Get a head start on those “Christmas Letters”
Book Review
Christmas Letters
By Debbie Macomber
MIRA Books
$16.95 hardbound
By BILL DUNCAN
The News-Review
Long before Debbie Macomber became a best selling writer, she wrote an annual Christmas letter to friends and family. She remembers that the response she received from those early letters encouraged her to become a professional writer.
If you have read any of Macomber’s romantic comedies, you must know that those Christmas letters she wrote back then had a powerful punch. In a telephone interview with her at her office in Port Orchard, Wash. she said that writing a special book about Christmas for her readers "has become a tradition. I want to give my readers a reason to laugh during those normally tense weeks. Nothing would please me more than to know that ‘Christmas Letters’ brought a smile to the reader’s face."
Since each year for the past three years she has written a romantic comedy, it was almost natural that she’d work Christmas letters into a book plot. "I was rummaging through ideas for my next Christmas book, when I remembered those Christmas letters and thought writing Christmas letters as a business might be an enterprising idea for someone."
That someone in her book is her heroine, Katherine O’Connor, whom she calls K.O., an unemployed single woman who needs money to pay for her rent and food and earns it by writing other people’s Christmas letters while waiting for a job opening. "Christmas Letters" is a fast moving saga, written in Debbie Macomber’s masterful way with words and humorous plots.
It was while writing those Christmas letters that K.O. meets Dr. Wynn Jeffries, a learned professor who is the product of hippie parents who allowed him to grow up in an undisciplined lifestyle. He believes that lifestyle is the correct way to bring up children. That led him to write a best selling book called "The Free Child," advocating undisciplined child rearing methods.
K.O.’s sister, Zelda, the mother of five-year-old twin girls, has adopted his methods and K.O. sees that as disaster for her nieces.
She discovers Dr. Jefferies, a bachelor, lives in the same condo complex as she does, which leads her to a confrontation over his book when she runs into him in a coffee shop. It is a very public and loud confrontation.
K.O.’s condo neighbor, LaVonne, claims to have psychic powers and sees something in the cat litter box that suggests she should invite Dr. Jefferies and K.O. to a party in her condo. She has arranged for the two to have dinner at a swank restaurant in Seattle. It is, at first, a reluctant agreement on the part of Dr. Jefferies and K.O., but as the evening unfolds they discover a different side of each other.
In Macomber’s convoluted plot they fall in love, but continue to disagree over child rearing, especially when Dr. Jefferies’ book is recommending parents never involve their children in the Santa Claus myth. His suggestion is to bury Santa under his sleigh.
K.O. convinces Dr. Jefferies to spend a weekend at her sister’s house and help tend to the twins while her sister and brother-in-law take a much needed R&R from the twins.

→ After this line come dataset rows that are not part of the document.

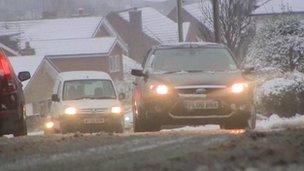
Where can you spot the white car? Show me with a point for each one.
(85, 101)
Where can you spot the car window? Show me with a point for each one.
(88, 89)
(195, 59)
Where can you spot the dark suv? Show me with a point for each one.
(192, 83)
(12, 111)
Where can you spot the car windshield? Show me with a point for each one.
(88, 89)
(198, 59)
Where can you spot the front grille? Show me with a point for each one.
(94, 111)
(194, 90)
(180, 110)
(200, 93)
(200, 89)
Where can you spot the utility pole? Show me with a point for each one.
(180, 21)
(216, 21)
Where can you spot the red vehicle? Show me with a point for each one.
(12, 111)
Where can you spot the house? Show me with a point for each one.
(94, 54)
(201, 25)
(271, 8)
(141, 28)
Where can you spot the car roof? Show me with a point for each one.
(83, 75)
(189, 45)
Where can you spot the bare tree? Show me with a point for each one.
(235, 23)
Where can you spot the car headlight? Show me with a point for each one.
(49, 125)
(238, 87)
(70, 111)
(162, 89)
(116, 110)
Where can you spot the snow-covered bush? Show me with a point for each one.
(278, 44)
(283, 96)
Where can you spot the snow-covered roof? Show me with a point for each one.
(196, 10)
(74, 46)
(16, 27)
(156, 25)
(129, 64)
(25, 63)
(280, 6)
(79, 75)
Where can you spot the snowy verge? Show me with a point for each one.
(276, 122)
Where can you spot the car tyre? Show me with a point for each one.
(143, 123)
(242, 120)
(21, 129)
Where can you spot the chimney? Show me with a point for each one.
(136, 35)
(80, 12)
(135, 17)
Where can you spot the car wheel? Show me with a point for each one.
(116, 128)
(21, 129)
(143, 123)
(242, 120)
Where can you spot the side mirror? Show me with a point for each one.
(23, 76)
(122, 96)
(248, 70)
(55, 98)
(137, 72)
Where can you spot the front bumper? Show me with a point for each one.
(85, 122)
(172, 109)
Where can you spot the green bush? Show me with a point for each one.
(283, 96)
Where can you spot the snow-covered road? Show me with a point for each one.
(184, 148)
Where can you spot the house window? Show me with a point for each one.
(114, 63)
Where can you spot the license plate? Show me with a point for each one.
(93, 121)
(197, 105)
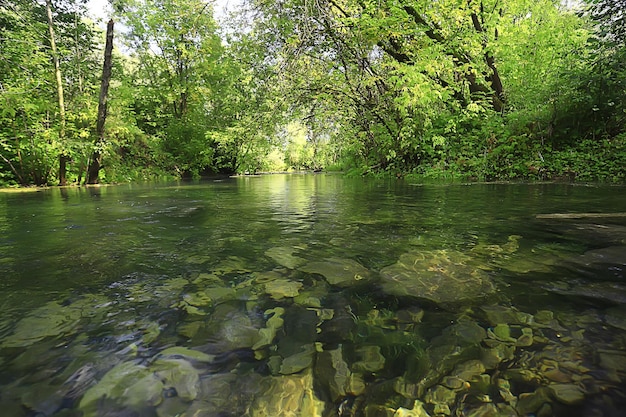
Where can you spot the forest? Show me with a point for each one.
(477, 90)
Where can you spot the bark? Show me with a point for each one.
(96, 158)
(494, 77)
(63, 158)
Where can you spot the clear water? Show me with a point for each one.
(98, 278)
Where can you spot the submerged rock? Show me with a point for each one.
(339, 272)
(282, 288)
(440, 276)
(51, 320)
(286, 396)
(283, 256)
(128, 384)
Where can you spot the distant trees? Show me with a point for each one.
(454, 88)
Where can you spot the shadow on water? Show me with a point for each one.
(312, 295)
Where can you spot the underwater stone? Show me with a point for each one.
(178, 352)
(376, 410)
(440, 395)
(526, 339)
(468, 370)
(178, 374)
(529, 403)
(51, 319)
(485, 410)
(283, 256)
(332, 371)
(416, 411)
(127, 383)
(492, 357)
(286, 396)
(508, 315)
(339, 272)
(268, 333)
(567, 393)
(282, 288)
(299, 361)
(371, 360)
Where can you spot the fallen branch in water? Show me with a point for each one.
(579, 215)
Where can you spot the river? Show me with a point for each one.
(313, 295)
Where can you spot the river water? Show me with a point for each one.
(313, 295)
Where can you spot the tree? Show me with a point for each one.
(96, 159)
(60, 95)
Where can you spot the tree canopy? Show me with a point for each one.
(468, 89)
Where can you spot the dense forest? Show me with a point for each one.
(451, 89)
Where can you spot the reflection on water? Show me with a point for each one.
(312, 295)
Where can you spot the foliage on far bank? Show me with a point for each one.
(477, 90)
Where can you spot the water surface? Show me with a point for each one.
(304, 295)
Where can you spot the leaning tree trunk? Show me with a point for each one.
(96, 158)
(57, 72)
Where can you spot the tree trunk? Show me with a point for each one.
(96, 158)
(57, 71)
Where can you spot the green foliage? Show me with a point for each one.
(479, 90)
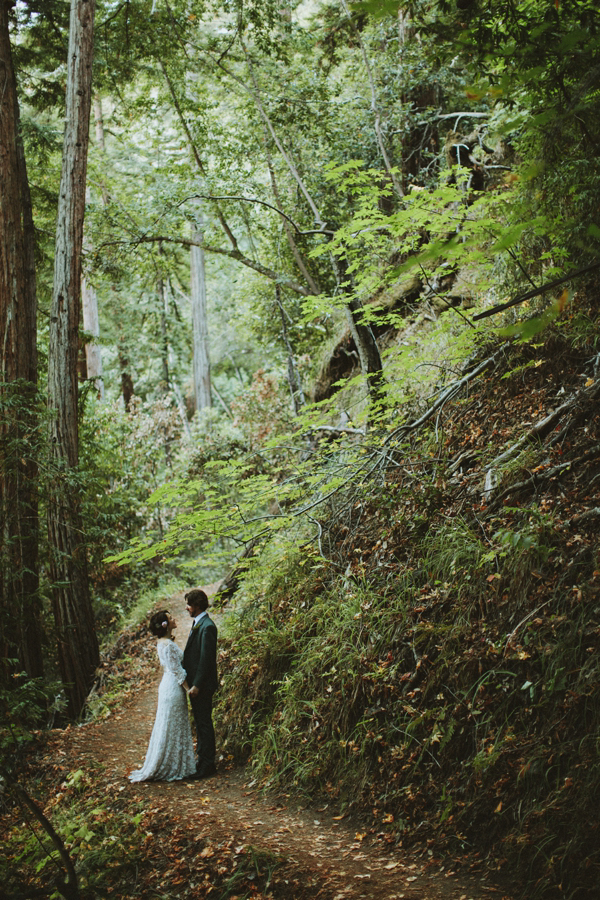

It is a hilarious weekend, leading to a breakup of K.O. and Dr. Jefferies over the theory of child rearing. The reader will come to the conclusion that this romance is forever ended, but psychic matchmaker LaVonne has seen a new protent in her raisin bran and thus, a happy ending to a very funny romantic comedy.
It will make you smile and perhaps even enjoy those dreaded Christmas letters you know you will find in your mail box again this season. You can get a head start by reading Debbie Macomber’s "Christmas Letters."
(Bill Duncan is the editor of The Senior Times. He also writes a weekly column each Thursday on the Opinion Page.)